Je reconnais qu’il est plus facile de lire un long commentaire gratuit en français, surtout signé de JPP qui sait écrire clairement et dans un style agréable, que de se référer aux textes de base en anglais, communiqués gratuits de Sandia et article payant des Physical Review Letters, mais à voir certains commentaires, on croirait vraiment que c’est JPP qui a obtenu ces 2 milliards de degrés dans son garage comme autrefois la propulsion MHD dans son évier…
Et parmi les arguments de mépris scientifique contre lui, le reproche fait par Paul Le Bourdais d’envisager « des espaces jumeaux, idée sortant tout droit de Star Trek » . Je crains que celui qui s’attaque ainsi violemment à Petit n’ait jamais lu Star Trek où je n’ai pas vu l’ombre d’une telle théorie et n’ait jamais lu non plus le physicien russe et dissident célèbre du temps de la guerre froide Andrei Sakharov qui l’a énoncée le premier. Ce n’est pas plus exotique que les supercordes ou le multivers, à tout prendre.
L’argument de non-autorité me donne autant de boutons aujourd’hui qu’il y a 20 ans, si ce n’est plus.
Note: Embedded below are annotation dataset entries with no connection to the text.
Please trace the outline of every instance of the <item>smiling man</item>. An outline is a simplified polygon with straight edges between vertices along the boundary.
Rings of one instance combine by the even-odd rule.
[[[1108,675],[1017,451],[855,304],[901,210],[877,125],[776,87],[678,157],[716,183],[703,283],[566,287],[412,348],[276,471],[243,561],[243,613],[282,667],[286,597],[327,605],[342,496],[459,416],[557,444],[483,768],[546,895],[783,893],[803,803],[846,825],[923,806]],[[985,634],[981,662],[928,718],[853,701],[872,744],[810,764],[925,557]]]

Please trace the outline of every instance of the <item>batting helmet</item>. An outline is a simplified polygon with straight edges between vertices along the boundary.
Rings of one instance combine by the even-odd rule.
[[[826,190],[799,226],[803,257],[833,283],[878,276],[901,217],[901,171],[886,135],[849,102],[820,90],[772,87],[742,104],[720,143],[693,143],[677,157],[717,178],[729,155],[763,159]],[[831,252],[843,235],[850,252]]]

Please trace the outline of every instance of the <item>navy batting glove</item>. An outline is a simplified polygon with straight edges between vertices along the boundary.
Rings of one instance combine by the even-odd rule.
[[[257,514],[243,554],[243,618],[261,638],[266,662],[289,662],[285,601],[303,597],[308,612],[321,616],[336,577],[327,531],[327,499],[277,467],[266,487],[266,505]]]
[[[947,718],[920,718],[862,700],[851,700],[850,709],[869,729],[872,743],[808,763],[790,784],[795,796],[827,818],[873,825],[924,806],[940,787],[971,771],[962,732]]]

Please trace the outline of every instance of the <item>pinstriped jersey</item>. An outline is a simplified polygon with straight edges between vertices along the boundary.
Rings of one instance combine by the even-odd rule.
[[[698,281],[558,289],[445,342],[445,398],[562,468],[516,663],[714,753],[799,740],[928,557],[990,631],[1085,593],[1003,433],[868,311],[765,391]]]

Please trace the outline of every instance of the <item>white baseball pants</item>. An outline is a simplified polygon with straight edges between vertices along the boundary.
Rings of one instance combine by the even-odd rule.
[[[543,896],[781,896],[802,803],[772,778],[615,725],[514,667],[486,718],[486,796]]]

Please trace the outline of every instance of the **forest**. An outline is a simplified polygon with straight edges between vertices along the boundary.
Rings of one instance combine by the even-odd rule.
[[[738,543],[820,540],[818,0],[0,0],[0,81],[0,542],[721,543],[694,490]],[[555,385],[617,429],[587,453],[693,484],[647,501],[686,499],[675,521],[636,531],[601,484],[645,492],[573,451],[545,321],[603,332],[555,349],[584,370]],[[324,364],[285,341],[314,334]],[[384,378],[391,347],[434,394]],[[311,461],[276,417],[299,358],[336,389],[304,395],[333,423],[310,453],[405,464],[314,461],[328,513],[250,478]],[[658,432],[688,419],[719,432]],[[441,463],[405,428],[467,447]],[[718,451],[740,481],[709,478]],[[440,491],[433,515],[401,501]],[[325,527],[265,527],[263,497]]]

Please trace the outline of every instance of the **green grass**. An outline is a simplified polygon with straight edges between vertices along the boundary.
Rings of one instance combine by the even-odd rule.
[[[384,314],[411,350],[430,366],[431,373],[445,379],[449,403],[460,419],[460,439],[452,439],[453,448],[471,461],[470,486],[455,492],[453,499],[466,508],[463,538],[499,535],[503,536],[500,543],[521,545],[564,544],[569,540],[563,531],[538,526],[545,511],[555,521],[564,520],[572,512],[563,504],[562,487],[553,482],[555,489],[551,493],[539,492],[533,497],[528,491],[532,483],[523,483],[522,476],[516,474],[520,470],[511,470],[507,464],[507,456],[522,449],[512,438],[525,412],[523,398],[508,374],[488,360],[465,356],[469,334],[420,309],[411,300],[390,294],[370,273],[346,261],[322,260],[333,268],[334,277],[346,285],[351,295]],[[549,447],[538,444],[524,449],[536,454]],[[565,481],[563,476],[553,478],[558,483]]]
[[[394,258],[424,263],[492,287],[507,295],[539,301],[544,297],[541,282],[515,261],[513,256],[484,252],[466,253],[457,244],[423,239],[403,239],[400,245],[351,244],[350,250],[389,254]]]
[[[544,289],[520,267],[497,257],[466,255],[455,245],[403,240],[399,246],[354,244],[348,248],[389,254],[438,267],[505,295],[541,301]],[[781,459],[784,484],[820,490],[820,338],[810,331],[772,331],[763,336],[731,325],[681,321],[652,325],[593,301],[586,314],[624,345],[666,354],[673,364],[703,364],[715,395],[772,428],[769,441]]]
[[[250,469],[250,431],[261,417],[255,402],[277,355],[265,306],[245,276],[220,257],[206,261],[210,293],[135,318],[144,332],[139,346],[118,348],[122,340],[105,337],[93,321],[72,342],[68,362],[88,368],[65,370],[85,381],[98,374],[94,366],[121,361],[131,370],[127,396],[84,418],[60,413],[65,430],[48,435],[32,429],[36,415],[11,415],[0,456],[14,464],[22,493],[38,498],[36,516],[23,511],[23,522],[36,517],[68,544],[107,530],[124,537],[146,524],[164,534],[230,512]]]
Si le silence autour de la Z machine tient à l’enthousiasme de JPP donc à la fine bouche des autres, pauvre France ! Cela rappelle un peu trop la façon dont elle est venue à l’informatique à reculons, malgré la lucidité de gens comme Néel. Nous méritons en ce cas de devenir une république bananière.

Je suis frappée d’un fait : depuis 2004, on trouve sur le web ou parfois dans les journaux l’écho de découvertes dont on peut pressentir qu’elles vont tout transformer de notre vie dans les dix ans (et je suis large, car on commence d’en voir les premières applications). Bien entendu, comme toujours depuis les débuts de la révolution industrielle, il est impossible de forger indépendamment la charrue et l’épée, ce qui laisse aux esprits chagrins le loisir d’avertir des blessures qu’infligera l’arme sans mettre en balance les bienfaits de l’outil. La Z machine qui permet d’apprivoiser le processus à l’œuvre dans une supernova et d’où l’on pourra tirer une énergie aussi peu coûteuse que le fut le pétrole n’est que l’une de ces trouvailles. Un autre immense domaine concerne les nanotechnologies qui permettront de remplacer le pétrole pour la création de nouveaux matériaux, sans parler de leur utilité médicale. La téléportation quantique, outre l’intelligence artificielle sur laquelle tout le monde se focalise, ouvre aussi des perspectives que je n’essaierai même pas d’énumérer. Or, passé un très relatif effet d’annonce, il faut reconnaître que tout le monde s’en fiche, politiques et citoyens unis dans la morosité[3]. Technocratie, quand tu nous tiens…
Pendant ce temps, c’est avec des armes tout ce qu’il y a de plus classiques qu’Israël bombarde le Liban sans qu’on puisse voir d’issue à ce conflit qu’il devient de plus en plus difficile d’analyser. Les argumentaires pour l’un ou l’autre camp font figure de clichés, slogans, propagande – mais des civils meurent et je ne suis même pas sûre que quelqu'un sache pourquoi.

[1] Rappelons que l’uranium nécessaire à nos centrales à fission vient d’Afrique depuis la fermeture de la mine du Lodèvois.
[2] http://www.agoravox.fr/
[3] Mais ni les politiques ni les économistes ni les citoyens de la « France d’en bas » comme disait l’autre n’ont les connaissances nécessaires à la décision. Il suffirait pourtant d’une bonne vulgarisation, ce que l’on sait faire mais qu’on se garde bien de pousser trop loin pour des raisons de prudence idéologique, de désir de ne pas déplaire aux lobbies et, in fine, parce joue la recherche du moindre effort.